Das Leben von Julius Belart, der auf den Namen Johann Julius getauft, aber von allen Julius genannt wurde, verlief alles andere als in linearen Bahnen. Erst wenige Jahre vor seinem Tod erfüllte sich im Alter von 42 Jahren sein Lebenstraum: eine Pfarrstelle in seinem Heimatort Brugg. Zuvor hatte Julius Belart Theologie studiert und nach seiner Ordination 1865 zunächst als Vikar in Aarburg, später als Pfarrer in Riken (Murgenthal), Bözen und Windisch gewirkt. Herbe Schicksalsschläge wie der frühe Tod zweier seiner Kinder, berufliche Frustrationen und schwierige private Phasen begleiteten ihn zeitlebens und forderten seinen Lebensmut immer wieder aufs Äusserste heraus. «Ich bewundere Julius für seine Resilienz, diese Fähigkeit, schwierige Lebenssituationen zu überstehen», sagt Peter Belart über seinen Vorfahren, dessen Eltern die Ururgrosseltern des Autors sind.

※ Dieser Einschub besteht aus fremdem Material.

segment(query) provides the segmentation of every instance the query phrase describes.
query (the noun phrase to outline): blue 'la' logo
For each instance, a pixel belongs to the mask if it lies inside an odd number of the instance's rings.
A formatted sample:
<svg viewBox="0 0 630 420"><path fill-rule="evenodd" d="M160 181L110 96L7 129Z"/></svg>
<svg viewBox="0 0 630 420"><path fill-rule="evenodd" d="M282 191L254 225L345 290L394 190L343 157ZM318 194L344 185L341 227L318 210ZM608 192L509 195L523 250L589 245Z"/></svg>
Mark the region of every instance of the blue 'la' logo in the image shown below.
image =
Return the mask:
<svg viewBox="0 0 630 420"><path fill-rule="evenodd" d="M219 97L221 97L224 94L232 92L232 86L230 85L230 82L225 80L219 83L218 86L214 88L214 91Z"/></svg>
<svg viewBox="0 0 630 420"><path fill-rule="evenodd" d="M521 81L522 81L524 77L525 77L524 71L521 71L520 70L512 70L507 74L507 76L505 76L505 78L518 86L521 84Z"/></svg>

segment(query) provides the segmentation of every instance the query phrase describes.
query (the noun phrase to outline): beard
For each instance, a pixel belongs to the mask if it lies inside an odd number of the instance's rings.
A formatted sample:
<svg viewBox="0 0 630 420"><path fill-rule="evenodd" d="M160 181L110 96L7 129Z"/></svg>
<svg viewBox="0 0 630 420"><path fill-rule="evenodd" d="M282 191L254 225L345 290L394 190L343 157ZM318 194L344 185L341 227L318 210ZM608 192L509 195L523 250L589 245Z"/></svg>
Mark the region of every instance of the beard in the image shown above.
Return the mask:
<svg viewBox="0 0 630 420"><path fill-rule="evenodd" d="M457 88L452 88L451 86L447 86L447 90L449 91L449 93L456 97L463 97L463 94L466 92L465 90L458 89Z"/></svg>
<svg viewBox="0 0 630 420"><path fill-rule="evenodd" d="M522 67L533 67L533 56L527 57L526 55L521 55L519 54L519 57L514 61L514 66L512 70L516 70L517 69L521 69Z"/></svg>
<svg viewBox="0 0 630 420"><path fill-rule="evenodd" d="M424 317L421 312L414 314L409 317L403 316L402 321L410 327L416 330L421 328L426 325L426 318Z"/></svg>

Brief um Brief abgeschrieben
Das sechste Buch, das der 72-jährige Autor vorlegt, ist inspiriert von Briefen, die vornehmlich von Julius Belart und dessen fünf Geschwistern verfasst wurden. Peter Belart kann heute von einem Teil dieser Briefe nicht mehr mit Sicherheit sagen, wie sie überhaupt zu ihm gelangt sind. Er schien sie angezogen zu haben. «Sie kamen einfach zu mir», so der langjährige Journalist und frühere Lehrer. «Die Briefe sind ein Glücksfall», betont er. Und ja, beantwortet der Schriftsteller die Frage: Solche Briefe verpflichteten auch.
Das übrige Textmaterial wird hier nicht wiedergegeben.